Flux of an Electric field with a constant charge density

In summary: Ok, so I understand that the equation for electric flux is something like this, but I still don't know how to find the normal vector. In summary, the problem is that the Electric field and the normal vector are both pointing away from the z axis, so the angle between them is zero.

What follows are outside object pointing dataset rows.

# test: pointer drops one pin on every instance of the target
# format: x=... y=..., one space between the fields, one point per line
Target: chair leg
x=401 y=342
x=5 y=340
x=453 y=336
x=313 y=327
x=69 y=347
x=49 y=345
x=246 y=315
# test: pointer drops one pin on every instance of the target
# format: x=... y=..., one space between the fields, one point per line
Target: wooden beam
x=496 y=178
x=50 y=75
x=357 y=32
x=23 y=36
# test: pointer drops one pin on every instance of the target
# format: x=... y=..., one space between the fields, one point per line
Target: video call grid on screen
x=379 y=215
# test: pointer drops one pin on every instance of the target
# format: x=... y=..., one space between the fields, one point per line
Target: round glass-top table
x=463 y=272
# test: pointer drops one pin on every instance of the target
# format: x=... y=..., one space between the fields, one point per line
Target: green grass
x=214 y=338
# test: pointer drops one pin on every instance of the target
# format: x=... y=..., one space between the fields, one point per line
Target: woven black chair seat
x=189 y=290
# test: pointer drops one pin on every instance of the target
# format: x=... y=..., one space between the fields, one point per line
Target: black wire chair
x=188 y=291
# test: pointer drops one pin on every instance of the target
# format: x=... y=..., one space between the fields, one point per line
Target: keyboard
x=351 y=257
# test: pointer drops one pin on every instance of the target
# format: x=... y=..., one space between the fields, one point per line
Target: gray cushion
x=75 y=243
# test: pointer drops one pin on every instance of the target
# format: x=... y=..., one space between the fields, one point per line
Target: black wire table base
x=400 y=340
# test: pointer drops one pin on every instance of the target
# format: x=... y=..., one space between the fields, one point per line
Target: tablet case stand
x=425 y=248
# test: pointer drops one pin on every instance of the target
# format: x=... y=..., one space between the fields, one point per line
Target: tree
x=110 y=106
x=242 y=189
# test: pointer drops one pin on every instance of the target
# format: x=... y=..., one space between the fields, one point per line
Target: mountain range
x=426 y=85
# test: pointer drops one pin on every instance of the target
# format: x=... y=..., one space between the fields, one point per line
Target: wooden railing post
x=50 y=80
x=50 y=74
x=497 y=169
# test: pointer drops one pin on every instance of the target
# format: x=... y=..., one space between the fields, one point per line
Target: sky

You can solve for the normal vector by solving for the angle between the electric field and the surface normal. Once you have the normal vector, you can use it to find the flux of electric field through the cylinder.
  • #1
want2learn!
5
0
This is actually a problem in my Vector Calc class, but is very fitting for this section.

I have been trying to understand this problem, and cannot seem to figure out where to go.

The z-axis carries a constant electric charge density of λ units of charge per unit length with λ > 0. The resulting electric field is given by

E=5λ*xi+yj/x^2+y^2

Compute the flux of outward through the cylinder x^2 + y^2 ≤ R^2, for 0 ≤ z ≤ h. Use lambda for λ.


I have been having pretty good success with most of the problems from this section, but I cannot seem to set this guy up.

Since both the normal vector, and the electric field are pointing radially away from the z axis, the angle between them is 0.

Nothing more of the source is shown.